Many methods have been developed in response to these problems. However, in statistical applications of outlier detection and robust regression, the methods that are most commonly used today are Huber M estimation, high breakdown value estimation, and combinations of these two methods. The ROBUSTREG procedure provides four such methods: M estimation, LTS estimation, S estimation, and MM estimation.

M estimation, introduced by Huber (1973), is the simplest approach both computationally and theoretically.
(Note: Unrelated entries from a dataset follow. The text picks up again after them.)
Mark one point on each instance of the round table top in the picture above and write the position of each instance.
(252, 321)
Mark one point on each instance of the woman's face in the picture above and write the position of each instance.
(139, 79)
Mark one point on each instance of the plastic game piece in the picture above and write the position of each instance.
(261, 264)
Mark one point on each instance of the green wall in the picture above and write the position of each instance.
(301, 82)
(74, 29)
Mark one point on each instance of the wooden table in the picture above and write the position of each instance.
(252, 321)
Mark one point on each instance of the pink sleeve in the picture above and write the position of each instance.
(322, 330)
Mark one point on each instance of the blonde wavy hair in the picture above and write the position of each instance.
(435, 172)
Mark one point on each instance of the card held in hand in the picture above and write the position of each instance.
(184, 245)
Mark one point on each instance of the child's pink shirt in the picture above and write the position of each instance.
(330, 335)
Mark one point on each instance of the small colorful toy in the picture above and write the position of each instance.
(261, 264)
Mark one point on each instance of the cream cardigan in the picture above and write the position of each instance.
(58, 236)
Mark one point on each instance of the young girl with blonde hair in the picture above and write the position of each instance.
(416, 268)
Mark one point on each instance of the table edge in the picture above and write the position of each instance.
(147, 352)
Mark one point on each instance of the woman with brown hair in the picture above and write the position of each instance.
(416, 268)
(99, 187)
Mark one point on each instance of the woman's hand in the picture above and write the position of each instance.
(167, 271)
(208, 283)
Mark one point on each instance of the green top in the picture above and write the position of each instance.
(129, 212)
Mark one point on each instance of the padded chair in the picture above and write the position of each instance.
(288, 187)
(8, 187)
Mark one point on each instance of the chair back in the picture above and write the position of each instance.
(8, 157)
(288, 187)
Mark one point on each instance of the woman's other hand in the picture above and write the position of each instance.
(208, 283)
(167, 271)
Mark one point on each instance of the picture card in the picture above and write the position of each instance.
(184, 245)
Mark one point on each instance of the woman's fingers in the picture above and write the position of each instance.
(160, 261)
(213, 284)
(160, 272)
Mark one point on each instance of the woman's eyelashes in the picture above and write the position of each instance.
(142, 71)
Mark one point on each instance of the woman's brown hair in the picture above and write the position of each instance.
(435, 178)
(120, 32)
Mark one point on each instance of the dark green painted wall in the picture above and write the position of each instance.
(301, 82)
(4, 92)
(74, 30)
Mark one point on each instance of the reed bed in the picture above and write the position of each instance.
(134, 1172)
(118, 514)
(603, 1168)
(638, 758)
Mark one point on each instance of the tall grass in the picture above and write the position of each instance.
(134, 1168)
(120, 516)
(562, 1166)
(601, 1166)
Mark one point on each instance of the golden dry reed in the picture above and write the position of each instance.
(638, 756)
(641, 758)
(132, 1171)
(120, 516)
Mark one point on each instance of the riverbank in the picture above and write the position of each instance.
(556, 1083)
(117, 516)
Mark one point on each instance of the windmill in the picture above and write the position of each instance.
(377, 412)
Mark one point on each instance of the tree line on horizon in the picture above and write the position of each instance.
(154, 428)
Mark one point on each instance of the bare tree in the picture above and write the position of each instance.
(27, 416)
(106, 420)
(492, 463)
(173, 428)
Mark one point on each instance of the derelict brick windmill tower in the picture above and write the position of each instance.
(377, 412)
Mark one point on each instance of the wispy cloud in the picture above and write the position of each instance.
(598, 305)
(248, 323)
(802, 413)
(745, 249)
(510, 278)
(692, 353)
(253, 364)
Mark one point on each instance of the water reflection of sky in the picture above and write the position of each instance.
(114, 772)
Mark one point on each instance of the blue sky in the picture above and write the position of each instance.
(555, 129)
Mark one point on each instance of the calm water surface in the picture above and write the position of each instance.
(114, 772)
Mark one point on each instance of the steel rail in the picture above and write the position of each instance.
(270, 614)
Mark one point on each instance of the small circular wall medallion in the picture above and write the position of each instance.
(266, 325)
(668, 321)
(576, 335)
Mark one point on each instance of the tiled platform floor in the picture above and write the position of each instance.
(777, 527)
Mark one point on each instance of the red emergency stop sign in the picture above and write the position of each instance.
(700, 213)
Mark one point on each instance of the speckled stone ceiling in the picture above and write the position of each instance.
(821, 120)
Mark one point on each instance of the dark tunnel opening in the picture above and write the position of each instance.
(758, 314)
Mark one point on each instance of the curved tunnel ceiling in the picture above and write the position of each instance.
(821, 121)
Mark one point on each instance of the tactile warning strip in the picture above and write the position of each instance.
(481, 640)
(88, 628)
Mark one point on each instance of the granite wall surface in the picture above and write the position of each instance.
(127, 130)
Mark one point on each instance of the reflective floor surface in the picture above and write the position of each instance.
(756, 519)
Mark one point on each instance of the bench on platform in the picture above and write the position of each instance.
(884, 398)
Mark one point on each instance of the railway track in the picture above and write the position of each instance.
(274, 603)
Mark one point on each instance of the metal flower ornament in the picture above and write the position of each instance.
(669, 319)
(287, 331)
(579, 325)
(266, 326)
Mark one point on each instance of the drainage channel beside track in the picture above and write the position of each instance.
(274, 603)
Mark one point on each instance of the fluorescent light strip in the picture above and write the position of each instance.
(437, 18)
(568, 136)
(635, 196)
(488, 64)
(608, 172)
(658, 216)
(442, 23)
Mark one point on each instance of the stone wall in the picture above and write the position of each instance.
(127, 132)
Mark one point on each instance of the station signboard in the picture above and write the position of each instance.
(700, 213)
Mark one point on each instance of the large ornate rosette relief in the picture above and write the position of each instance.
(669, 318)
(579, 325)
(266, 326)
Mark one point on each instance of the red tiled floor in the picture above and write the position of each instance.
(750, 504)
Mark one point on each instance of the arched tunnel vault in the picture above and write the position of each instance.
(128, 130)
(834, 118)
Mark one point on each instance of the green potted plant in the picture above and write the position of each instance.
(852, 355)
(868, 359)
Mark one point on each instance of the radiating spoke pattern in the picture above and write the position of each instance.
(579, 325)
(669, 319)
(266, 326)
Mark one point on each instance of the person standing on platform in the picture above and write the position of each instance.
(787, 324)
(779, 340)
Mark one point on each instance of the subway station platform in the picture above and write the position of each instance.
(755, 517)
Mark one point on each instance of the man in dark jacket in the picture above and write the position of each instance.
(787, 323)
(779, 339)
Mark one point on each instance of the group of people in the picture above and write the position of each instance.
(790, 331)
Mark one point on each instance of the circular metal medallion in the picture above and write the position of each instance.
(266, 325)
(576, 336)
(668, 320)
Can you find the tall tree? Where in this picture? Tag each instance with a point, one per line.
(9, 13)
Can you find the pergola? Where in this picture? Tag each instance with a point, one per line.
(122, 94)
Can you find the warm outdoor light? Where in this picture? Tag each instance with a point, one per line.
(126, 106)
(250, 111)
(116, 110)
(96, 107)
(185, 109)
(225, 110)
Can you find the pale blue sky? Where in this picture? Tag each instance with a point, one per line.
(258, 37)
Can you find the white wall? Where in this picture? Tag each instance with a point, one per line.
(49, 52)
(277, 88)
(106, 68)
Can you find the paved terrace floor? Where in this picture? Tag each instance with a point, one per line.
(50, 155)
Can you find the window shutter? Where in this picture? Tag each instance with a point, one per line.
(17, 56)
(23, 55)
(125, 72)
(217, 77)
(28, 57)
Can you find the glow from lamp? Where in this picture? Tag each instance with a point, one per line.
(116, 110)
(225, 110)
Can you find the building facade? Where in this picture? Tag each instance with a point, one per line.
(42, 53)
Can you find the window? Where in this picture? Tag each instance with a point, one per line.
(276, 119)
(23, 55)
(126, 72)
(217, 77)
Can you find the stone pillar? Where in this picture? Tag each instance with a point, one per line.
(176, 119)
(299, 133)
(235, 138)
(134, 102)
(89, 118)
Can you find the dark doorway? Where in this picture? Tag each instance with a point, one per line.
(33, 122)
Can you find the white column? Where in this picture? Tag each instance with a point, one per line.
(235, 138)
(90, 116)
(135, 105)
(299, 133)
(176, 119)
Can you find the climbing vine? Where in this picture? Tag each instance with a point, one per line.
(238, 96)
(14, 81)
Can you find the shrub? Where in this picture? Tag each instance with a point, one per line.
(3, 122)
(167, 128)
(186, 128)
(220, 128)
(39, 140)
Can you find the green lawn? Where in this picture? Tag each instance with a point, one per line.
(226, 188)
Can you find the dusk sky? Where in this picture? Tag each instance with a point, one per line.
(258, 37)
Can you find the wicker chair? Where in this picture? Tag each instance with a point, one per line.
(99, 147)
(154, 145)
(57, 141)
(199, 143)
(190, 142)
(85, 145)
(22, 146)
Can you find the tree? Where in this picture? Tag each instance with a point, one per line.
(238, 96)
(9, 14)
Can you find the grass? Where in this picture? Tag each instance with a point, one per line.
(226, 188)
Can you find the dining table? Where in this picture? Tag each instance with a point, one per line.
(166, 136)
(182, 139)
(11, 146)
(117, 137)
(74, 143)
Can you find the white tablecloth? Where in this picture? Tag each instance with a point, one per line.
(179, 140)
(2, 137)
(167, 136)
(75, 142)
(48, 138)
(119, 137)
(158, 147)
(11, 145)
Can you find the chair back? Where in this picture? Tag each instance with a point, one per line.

Although it is not robust with respect to leverage points, it is still used extensively in data analysis when contamination can be assumed to be mainly in the response direction.
Least trimmed squares (LTS) estimation is a high breakdown value method that was introduced by Rousseeuw (1984). The breakdown value is a measure of the proportion of contamination that an estimation method can withstand and still maintain its robustness. The performance of this method was improved by the FAST-LTS algorithm of Rousseeuw and Van Driessen (2000).
S estimation is a high breakdown value method that was introduced by Rousseeuw and Yohai (1984). Given the same breakdown value, S estimation has a higher statistical efficiency than LTS estimation.
MM estimation, introduced by Yohai (1987), combines high breakdown value estimation and M estimation. It has the same high breakdown property as S estimation but a higher statistical efficiency.